Via another strand of their work, the Holistic Spiritual Alliance Project, William and Nigel encourage communities of spiritual people around the UK to link up with similar locals to engage with public bodies and local and national government.

There are 12 alliances now based around the UK. At the moment, representatives of traditional religions sit on public bodies, so F4HS think it’s only fair and appropriate that spokespeople for spiritual but non-religious people also sit on these boards.

Members of the alliance, of which there are currently about 3,000, are keen to get across their views about the world. They feel that the values that they have are sustainable and humane and are connected with the long-term wellbeing of individuals and communities.

By 2018, the goal of F4HS is to ensure that the concepts and strategies of a holistic approach to spirituality are fully embedded in the language of education, healthcare, social services, community building and the rest of public life.
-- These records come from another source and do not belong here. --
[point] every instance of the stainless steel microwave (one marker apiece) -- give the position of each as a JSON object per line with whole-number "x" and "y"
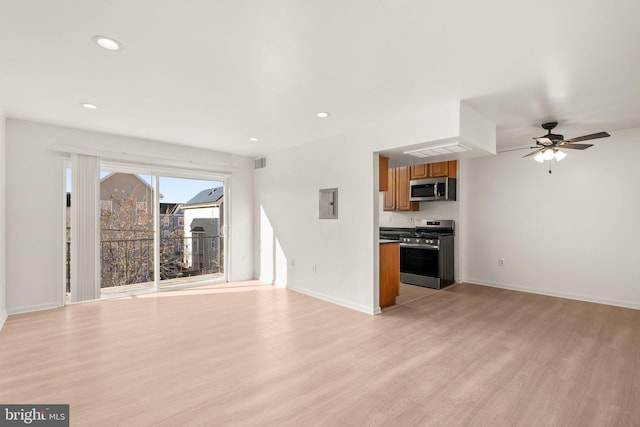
{"x": 432, "y": 189}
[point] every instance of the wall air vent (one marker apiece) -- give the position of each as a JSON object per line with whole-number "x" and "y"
{"x": 454, "y": 147}
{"x": 261, "y": 163}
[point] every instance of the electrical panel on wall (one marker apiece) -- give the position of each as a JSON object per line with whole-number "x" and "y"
{"x": 328, "y": 203}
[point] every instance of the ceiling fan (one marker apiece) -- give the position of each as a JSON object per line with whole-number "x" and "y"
{"x": 548, "y": 146}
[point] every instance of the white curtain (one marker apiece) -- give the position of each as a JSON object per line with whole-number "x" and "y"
{"x": 85, "y": 228}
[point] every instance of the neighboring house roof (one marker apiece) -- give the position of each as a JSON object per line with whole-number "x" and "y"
{"x": 209, "y": 195}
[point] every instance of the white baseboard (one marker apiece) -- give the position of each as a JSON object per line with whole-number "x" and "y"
{"x": 3, "y": 318}
{"x": 30, "y": 308}
{"x": 586, "y": 298}
{"x": 337, "y": 301}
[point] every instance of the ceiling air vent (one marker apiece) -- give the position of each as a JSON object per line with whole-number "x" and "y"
{"x": 454, "y": 147}
{"x": 261, "y": 163}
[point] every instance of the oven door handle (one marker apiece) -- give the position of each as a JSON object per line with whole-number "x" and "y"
{"x": 419, "y": 246}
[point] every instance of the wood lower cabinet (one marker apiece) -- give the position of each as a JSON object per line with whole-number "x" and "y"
{"x": 389, "y": 273}
{"x": 397, "y": 197}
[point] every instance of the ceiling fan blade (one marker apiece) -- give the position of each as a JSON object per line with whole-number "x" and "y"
{"x": 533, "y": 153}
{"x": 588, "y": 137}
{"x": 543, "y": 140}
{"x": 576, "y": 146}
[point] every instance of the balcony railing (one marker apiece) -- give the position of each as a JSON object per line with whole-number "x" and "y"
{"x": 129, "y": 261}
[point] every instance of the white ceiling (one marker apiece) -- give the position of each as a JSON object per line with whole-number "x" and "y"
{"x": 214, "y": 73}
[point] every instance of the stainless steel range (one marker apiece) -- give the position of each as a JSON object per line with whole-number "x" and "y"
{"x": 426, "y": 255}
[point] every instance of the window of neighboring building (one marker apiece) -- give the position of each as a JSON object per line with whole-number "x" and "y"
{"x": 106, "y": 207}
{"x": 141, "y": 208}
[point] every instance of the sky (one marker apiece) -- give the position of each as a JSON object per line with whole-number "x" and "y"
{"x": 173, "y": 190}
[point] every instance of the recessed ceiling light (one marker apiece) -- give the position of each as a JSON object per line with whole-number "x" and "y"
{"x": 107, "y": 43}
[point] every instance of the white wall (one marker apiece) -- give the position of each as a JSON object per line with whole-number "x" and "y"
{"x": 35, "y": 196}
{"x": 289, "y": 232}
{"x": 3, "y": 305}
{"x": 572, "y": 233}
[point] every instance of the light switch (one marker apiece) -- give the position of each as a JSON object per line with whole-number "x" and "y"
{"x": 328, "y": 203}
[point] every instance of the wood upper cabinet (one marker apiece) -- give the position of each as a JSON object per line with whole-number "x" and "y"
{"x": 383, "y": 180}
{"x": 435, "y": 170}
{"x": 390, "y": 194}
{"x": 403, "y": 191}
{"x": 419, "y": 171}
{"x": 397, "y": 197}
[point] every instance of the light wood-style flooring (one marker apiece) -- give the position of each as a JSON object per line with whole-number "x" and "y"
{"x": 252, "y": 354}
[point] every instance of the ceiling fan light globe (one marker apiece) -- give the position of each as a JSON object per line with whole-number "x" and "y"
{"x": 559, "y": 155}
{"x": 547, "y": 154}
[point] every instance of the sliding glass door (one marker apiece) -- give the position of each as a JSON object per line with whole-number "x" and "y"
{"x": 191, "y": 230}
{"x": 151, "y": 231}
{"x": 126, "y": 232}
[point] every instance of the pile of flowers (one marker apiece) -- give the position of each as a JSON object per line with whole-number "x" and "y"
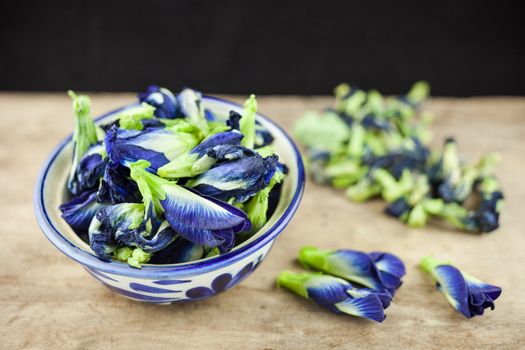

To grow the movement further, the team have devised the Spiritual Companions Course, which trains mentors to work with others who are on their own holistic spiritual journey in life. The project is currently running in London, Norwich, Glastonbury and Harrogate.

F4HS has also begun to roll out the Holistic Map online, a kind of holistic Yellow Pages, which is attempting to map and list all UK centres, projects and people who are involved with a holistic approach to contemporary life and spirituality.

As the foundation continues to develop and look for new ways to spread its message, there is a good chance the movement could strengthen at a time when it seems much of society is looking for new meaning in life.

“The census was an obvious platform to say something positive,” says William. “Although we don’t yet know how successful we’ve been in terms of influencing people to fill in their census forms and won’t know the top line results until late 2012, we will continue to move forward with delivering real policy work including forming partnerships with relevant agencies, developing training programmes for education and the NHS, and overall translating modern spirituality into practical strategies that help schools, nurses, doctors and social workers too.”